Whether your project is your home or a commercial venture, it is important to get the interior design right. We have experience in producing the information needed to describe the interior. This will enable you obtain prices for construction.
Interior & Architecture Dovetail
Different projects and budgets call for different levels of interior design input. Most construction projects call for some level of interior design co-ordination, which can usually be handled along with the architectural work.
When there is greater focus on interiors, the team may be split into architecture and interiors, each with a different focus. Architecture look after the construction of the building, while Interiors take on how it will be finished inside. Having two teams running parallel enables a sustained focus on each, to meet continual deadlines.
Interior designers go into great detail to make sure everything is perfect. Additional drawings are created to set everything out on walls and ceilings. Schedules are created for lighting, finishes and room data. This includes everything from the location and type of sockets to the accurate positioning and specification of hospital equipment.
Architectural information is usually provided at a building-wide scale, whereas interior information is often provided per room.
The following are issued as one dimensioned package to be read together:
Floor Plan – This may differ from the architectural floor plan which is a General Arrangement Plan for construction of the wider building. The interior design floor plan is room-specific and will work alongside and be of a similar appearance to the interior elevations and reflected ceiling plan. It will include flooring and equipment set-out in plan.

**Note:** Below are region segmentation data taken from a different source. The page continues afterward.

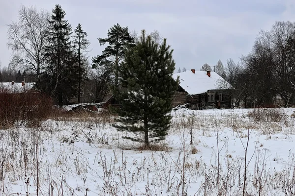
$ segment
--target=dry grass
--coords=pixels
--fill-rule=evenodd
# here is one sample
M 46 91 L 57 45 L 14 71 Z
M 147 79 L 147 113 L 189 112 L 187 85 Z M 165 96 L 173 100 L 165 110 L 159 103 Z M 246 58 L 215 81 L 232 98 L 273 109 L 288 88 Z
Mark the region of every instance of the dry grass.
M 0 92 L 0 128 L 16 125 L 36 127 L 52 112 L 52 100 L 46 95 Z
M 56 108 L 49 118 L 57 121 L 88 122 L 92 122 L 103 124 L 115 122 L 115 116 L 107 110 L 101 112 L 92 111 L 85 109 L 65 111 Z
M 287 119 L 287 115 L 281 108 L 254 109 L 248 114 L 256 122 L 280 122 Z

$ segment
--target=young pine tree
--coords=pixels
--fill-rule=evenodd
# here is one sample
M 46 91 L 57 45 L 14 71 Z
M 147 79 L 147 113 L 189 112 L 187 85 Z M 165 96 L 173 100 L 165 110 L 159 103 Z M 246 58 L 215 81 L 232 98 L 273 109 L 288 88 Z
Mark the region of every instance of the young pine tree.
M 87 33 L 82 29 L 81 24 L 79 24 L 75 29 L 74 35 L 74 47 L 75 55 L 78 64 L 78 102 L 81 103 L 81 85 L 83 82 L 83 77 L 86 71 L 85 60 L 86 50 L 90 45 L 89 40 L 86 39 Z
M 46 48 L 48 66 L 42 83 L 46 84 L 43 87 L 55 96 L 61 107 L 64 99 L 76 91 L 77 66 L 70 41 L 72 27 L 64 20 L 65 12 L 59 5 L 56 5 L 52 12 L 48 29 L 49 45 Z
M 116 85 L 112 88 L 122 105 L 121 108 L 112 108 L 119 116 L 119 123 L 114 126 L 121 131 L 143 133 L 146 146 L 164 139 L 170 127 L 172 97 L 179 84 L 179 79 L 176 81 L 172 77 L 175 63 L 173 50 L 170 49 L 166 39 L 158 45 L 143 30 L 140 41 L 126 50 L 124 61 L 118 68 L 123 90 Z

Room Elevations – Each wall is drawn in elevation, showing doors, architraves, skirtings, dado rails, timber panelling, cornicing, tiling, changes of finish, sockets & switches, wall lighting, joinery and anything else which needs to be set out in elevation.

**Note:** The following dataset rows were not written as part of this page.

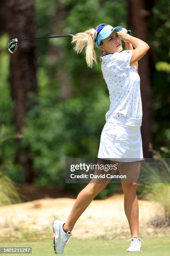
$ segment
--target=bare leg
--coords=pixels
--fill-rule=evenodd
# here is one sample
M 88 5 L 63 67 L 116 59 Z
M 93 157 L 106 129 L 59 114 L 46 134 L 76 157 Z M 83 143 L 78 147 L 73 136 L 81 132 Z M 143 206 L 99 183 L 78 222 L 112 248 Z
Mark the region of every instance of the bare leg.
M 98 163 L 101 164 L 101 163 L 102 163 L 103 164 L 103 160 L 100 160 L 100 159 L 99 160 Z M 108 163 L 106 161 L 106 160 L 104 161 L 105 161 L 105 164 L 106 162 Z M 111 164 L 110 161 L 109 161 L 109 163 Z M 115 162 L 112 162 L 112 164 L 113 165 L 115 163 Z M 98 174 L 100 172 L 100 171 L 96 169 L 94 174 Z M 90 182 L 80 191 L 78 195 L 72 210 L 65 222 L 66 225 L 68 228 L 67 228 L 65 224 L 64 224 L 63 227 L 64 231 L 65 232 L 68 231 L 68 230 L 72 231 L 80 216 L 90 204 L 93 199 L 98 194 L 102 191 L 110 181 L 110 179 L 108 179 L 105 182 L 103 182 L 102 181 L 101 183 L 100 183 L 99 180 L 95 180 L 95 183 L 91 183 L 91 182 Z
M 122 180 L 122 187 L 124 194 L 125 212 L 132 237 L 138 238 L 139 206 L 136 195 L 136 182 L 139 176 L 141 163 L 138 161 L 123 164 L 120 167 L 120 173 L 128 176 L 128 181 Z M 128 183 L 126 183 L 127 181 Z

Reflected Ceiling Plan – The ceiling is shown looking down as though mirrored. This makes it easy to read along with a floor plan you are already familiar with. It has set-outs for lighting, sensors, rooflights, downstands, changes of material and anything else to accurately describe the ceiling for construction.
Interior Details – These include anything which needs to be drawn in detail, for example bespoke joinery such and shelves and cupboards. These are often developed for design intent and sent to a manufacturer / fabricator who will then supply shop drawings to be checked before manufacture.
Schedules & Documents
These schedules keep track of everything to be added to the rooms.

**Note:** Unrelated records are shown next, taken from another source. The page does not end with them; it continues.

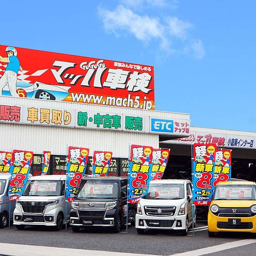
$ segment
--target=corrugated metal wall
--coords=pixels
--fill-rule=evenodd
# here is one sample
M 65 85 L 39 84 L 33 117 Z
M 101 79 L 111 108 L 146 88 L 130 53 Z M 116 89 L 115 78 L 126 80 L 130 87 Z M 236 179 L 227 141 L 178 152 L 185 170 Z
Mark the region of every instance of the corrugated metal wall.
M 155 110 L 144 110 L 140 109 L 128 108 L 118 108 L 101 105 L 98 105 L 92 104 L 85 104 L 82 103 L 67 102 L 54 100 L 45 100 L 34 99 L 17 98 L 4 96 L 0 96 L 0 103 L 54 108 L 63 109 L 85 110 L 88 111 L 97 111 L 113 114 L 118 113 L 131 115 L 140 115 L 145 116 L 162 117 L 169 119 L 176 118 L 189 120 L 189 115 L 188 114 L 159 111 Z
M 191 145 L 183 144 L 160 143 L 159 147 L 171 149 L 171 155 L 191 156 Z M 256 159 L 256 150 L 251 148 L 236 148 L 227 147 L 232 150 L 232 158 Z
M 66 146 L 110 151 L 113 157 L 128 157 L 129 143 L 158 147 L 157 134 L 91 129 L 49 127 L 0 123 L 0 150 L 31 151 L 41 154 L 50 150 L 54 155 L 66 155 Z
M 216 129 L 215 128 L 206 128 L 203 127 L 190 126 L 190 131 L 217 134 L 229 134 L 230 135 L 256 137 L 256 132 L 255 132 L 238 131 L 236 130 L 225 130 L 224 129 Z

There are different approaches for keeping this information.
First, we can split into lighting, finishes, doors etc. This will enable prices to be sought by specific providers of those specialist items.
Another method is room data sheets. This allows a main contractor to see everything per room and generate costs for the whole.
Lighting Schedule – The lighting schedule lists out
Finishes Schedule – This lists all the finishes in the project including product reference numbers
Internal Door & Screen Schedule – The design intent for the doors is often handed across to the architects who co-ordinate the doors with the architecture and produce detailed drawings and schedules. Thee are then checked by the interior designer and sent to the fabricator to produce shop drawings before manufacture.
Room Data Sheets – These list everything interior related in each room, from lights to sockets to joinery and finishes.
Example – Luxury Residential Workflow
Luxury residential projects can be incredibly complex, so it is important to have a system in place to create the various work packages needed for construction.
The architecture and interiors are often treated in parallel and this can be at different times and by different offices. On many projects the design intent of the interiors comes at the very start of the project along with architectural concept design and planning applications. A large amount of information can be developed describing the interior, which can change considerably during the project according to costings, marketing and client whims.
Once the interior and architectural designs stands, there is an interface between them which needs to be resolved and detailed. The interiors package is often sent to the architects to find feasible ways to fix the desired finishes to the architecture. This can include rail systems, special boards, adhesives and mechanical fixes. There is often some back-and-forth when the limits of achievability are established.
The technical detailing of the interior is further complicated with mechanical and electrical equipment in the form of ducting, fan coil units and so on. Pool areas also have the issue of high moisture levels, requiring fixings to be stainless or galvanised and boards to be moisture resistant.
It is good to have a knowledge of both interiors and architecture to achieve desired outcomes, and to have the technical aptitude to work on the interfaces.